Ok, my colleagues and family are bored of hearing how great Solar Power International / Energy Storage International was in Utah last week and indeed, of how welcoming Salt Lake City was to the 12,000+ renewable energy industry professionals and interested parties that attended. Here are my top takeaways from the show in order of narrative, if not in order of importance: 

1. The capacity factory – how and why tomorrow’s solar-plus-storage can be an equal on the grid to today’s fossil fuels 

Of the dozens of panel discussions taking place, perhaps the most animated involved some shouting and finger-pointing that occurred apparently almost as soon as this reporter left the room for another meeting.

In short, Alex Au, CTO of NEXTracker, came out fighting passionately for solar to find its rightful place on the grid. We caught up with Alex afterwards and he told us that, despite the huge success enjoyed by the industry, a solar power plant still isn’t considered the equal of a thermal generator by the utilities. PV plants, using technical solutions that rely on smarter system architecture and energy storage, could help solve the issue of curtailment that looms larger as shares of renewable energy on the grid increase rapidly.

Solar is still “just one small part of generation” that nonetheless gives the grid operators a headache in integrating, Au argues. Back in 2016, NEXTracker’s famous request for proposal “Decapitating the duck” looked at how to best use renewable energy to flatten the peaks of grid energy demand versus supply. It’s a problem the industry had seen for a long time coming before that too, Au told us. 

“It’s now almost 2020 and we have not done anything to build our plants differently to allow modification and future proofing of our power plants to meet and address constantly changing utility market needs,” Au said.

2. LFP vs NMC – reaction to safety fears provokes new turn in the discussion 

Well, it’s not a debate over which is better, so much as deciding which of the two main lithium-ion sub-chemistries is more suitable for your application, when it comes to lithium iron phosphate (LFP) batteries ‘versus’ nickel manganese cobalt (NMC).
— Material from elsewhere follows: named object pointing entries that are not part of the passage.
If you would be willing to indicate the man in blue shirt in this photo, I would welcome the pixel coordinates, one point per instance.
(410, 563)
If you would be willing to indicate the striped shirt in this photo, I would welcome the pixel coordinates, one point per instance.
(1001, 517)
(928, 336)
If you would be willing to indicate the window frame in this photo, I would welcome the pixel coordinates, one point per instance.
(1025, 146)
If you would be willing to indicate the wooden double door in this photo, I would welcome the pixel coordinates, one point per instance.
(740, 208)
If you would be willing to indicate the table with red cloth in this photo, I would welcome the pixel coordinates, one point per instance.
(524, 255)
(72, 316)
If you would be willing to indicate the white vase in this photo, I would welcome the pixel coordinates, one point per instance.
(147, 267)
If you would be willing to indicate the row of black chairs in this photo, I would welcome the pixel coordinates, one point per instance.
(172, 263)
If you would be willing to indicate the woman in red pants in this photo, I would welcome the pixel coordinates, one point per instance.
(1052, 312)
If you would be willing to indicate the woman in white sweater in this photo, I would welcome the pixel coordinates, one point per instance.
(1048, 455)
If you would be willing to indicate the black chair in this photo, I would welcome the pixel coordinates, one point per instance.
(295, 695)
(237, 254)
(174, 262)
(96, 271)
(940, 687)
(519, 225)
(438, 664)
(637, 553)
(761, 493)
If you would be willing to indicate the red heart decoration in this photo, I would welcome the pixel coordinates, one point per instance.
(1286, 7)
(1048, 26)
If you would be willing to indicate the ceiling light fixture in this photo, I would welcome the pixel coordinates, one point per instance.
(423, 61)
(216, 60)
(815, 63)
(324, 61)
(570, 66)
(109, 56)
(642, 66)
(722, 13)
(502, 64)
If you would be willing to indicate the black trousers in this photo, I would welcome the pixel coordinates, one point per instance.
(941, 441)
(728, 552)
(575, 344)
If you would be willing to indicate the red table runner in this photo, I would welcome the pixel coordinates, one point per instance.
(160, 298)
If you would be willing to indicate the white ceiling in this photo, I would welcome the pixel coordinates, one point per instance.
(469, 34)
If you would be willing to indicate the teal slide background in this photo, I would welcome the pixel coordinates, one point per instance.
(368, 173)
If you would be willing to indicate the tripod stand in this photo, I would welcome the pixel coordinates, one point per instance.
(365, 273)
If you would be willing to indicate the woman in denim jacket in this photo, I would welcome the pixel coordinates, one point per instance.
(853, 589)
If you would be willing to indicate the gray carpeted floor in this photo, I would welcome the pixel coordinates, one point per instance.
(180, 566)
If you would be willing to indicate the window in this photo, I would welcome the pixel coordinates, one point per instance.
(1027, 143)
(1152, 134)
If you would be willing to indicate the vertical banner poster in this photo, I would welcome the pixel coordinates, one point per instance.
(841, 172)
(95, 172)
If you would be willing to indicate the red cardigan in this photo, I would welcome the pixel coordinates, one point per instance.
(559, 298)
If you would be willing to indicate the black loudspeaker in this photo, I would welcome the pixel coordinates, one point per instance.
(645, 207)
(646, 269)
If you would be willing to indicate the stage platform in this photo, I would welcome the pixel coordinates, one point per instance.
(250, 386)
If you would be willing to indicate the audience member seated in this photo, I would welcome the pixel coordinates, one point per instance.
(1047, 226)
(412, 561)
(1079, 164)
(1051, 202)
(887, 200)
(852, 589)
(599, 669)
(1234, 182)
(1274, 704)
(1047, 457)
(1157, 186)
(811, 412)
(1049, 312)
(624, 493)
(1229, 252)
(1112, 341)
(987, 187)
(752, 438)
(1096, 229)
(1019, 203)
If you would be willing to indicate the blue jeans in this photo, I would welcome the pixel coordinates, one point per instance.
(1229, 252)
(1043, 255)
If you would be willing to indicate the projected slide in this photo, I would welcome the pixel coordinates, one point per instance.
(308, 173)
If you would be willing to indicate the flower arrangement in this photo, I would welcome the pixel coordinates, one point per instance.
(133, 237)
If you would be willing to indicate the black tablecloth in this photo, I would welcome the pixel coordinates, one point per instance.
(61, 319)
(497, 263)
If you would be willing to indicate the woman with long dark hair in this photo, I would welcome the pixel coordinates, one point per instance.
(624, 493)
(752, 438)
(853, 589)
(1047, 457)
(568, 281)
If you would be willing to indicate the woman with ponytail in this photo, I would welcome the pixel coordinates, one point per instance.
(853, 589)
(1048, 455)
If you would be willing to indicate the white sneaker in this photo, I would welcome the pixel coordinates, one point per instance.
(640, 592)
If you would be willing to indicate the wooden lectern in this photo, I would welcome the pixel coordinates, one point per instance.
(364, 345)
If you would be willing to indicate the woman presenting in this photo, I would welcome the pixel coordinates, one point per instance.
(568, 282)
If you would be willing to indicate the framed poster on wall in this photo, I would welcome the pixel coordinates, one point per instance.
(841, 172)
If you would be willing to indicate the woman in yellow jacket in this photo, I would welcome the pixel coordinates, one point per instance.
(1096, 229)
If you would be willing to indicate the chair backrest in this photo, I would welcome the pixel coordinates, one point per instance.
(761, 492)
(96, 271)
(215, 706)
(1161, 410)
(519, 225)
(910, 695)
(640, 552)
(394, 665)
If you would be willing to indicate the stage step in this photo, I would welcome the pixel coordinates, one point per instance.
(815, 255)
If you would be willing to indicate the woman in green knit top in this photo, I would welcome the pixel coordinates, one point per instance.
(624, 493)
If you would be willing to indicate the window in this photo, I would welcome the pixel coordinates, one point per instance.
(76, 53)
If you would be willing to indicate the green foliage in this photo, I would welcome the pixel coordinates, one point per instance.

That’s what we heard from a range of manufacturers: first-time exhibitors at the show included the likes of KORE Power, a US start-up which tapped a major Chinese 631 ratio NMC high power cell producer Duo-Flouride Chemicals, which had previously never exported before, to create large commercial and utility energy storage racks with 110.7kWh capacity in a standard 19” rack.

Conversely, another first-time SPI / ESI exhibitor was China’s CATL (Contemporary Amperex Technology Limited), which again, despite major status and high volume sales in China – primarily to the EV market – has not targeted the US or Europe markets heavily, until an industry show debut at Intersolar Europe in Munich this year.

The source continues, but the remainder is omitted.